Je m’avouai peu convaincue. Je m’en allai, mais ensuite je revins ; ces conversations sur les petits copains, maintenant que j’en avais un, me plaisaient. Je lui demandai un jour, avec précaution :

« Et qu’est-ce qu’il devient, Marcello Solara, il s’intéresse à toi ?

— Ouais.

— Et toi ? »

Elle esquissa un demi-sourire de mépris qui voulait dire : Marcello Solara, il me dégoûte.

« Et Enzo ?

— On est amis.

— Et Stefano ?

— Tu penses donc qu’ils s’intéressent tous à moi ?

— Ben oui.

— Stefano me sert toujours en premier, même quand il y a du monde.

— Tu vois !

— Y a rien à voir.

— Et Pasquale, il s’est déclaré ?

— Tu es folle !

— J’ai vu que le matin il t’accompagne à la boutique.

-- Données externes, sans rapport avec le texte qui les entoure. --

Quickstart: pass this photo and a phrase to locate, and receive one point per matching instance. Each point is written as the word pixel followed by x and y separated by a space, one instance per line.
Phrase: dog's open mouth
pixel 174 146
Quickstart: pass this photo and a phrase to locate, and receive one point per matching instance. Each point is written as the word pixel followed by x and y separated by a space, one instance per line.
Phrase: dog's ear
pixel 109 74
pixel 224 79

— Parce qu’il m’explique ce qui s’est passé avant nous. »

Elle retourna ainsi à son thème de l’« avant », mais pas de la même façon qu’en primaire. Elle m’expliqua que nous ne savions rien, ni quand nous étions petites ni maintenant, et que par conséquent nous n’étions pas en mesure de comprendre quoi que ce soit : tout dans notre quartier, chaque pierre, chaque morceau de bois, tout était là avant nous, mais nous avions grandi sans nous en rendre compte, et même sans jamais y penser. Et nous n’étions pas les seules. Son père faisait comme si, avant lui, il n’y avait rien. Tout le monde faisait pareil : sa mère, la mienne, mon père, et même Rino. Et pourtant, avant, l’épicerie de Stefano c’était la menuiserie de Peluso, le père de Pasquale. Et pourtant Don Achille avait fait fortune avant. Et pareil pour l’argent des Solara. Elle avait fait le test avec son père et sa mère. Ils ne savaient rien et ne voulaient parler de rien. Rien sur le fascisme, rien sur le roi. Rien sur les injustices, les abus de pouvoir ni l’exploitation. Ils détestaient Don Achille et craignaient les Solara. Et pourtant, ils passaient outre et allaient dépenser leur argent chez le fils de Don Achille comme chez les Solara, et ils nous y envoyaient aussi. Ils votaient pour les fascistes ou les monarchistes, comme les Solara voulaient qu’ils fassent. Ils pensaient que ce qui s’était produit avant c’était du passé et, pour avoir la paix, fermaient les yeux : or ils en faisaient partie, de ces choses d’avant, et ils nous y maintenaient nous aussi et du coup, sans le savoir, ils les perpétuaient.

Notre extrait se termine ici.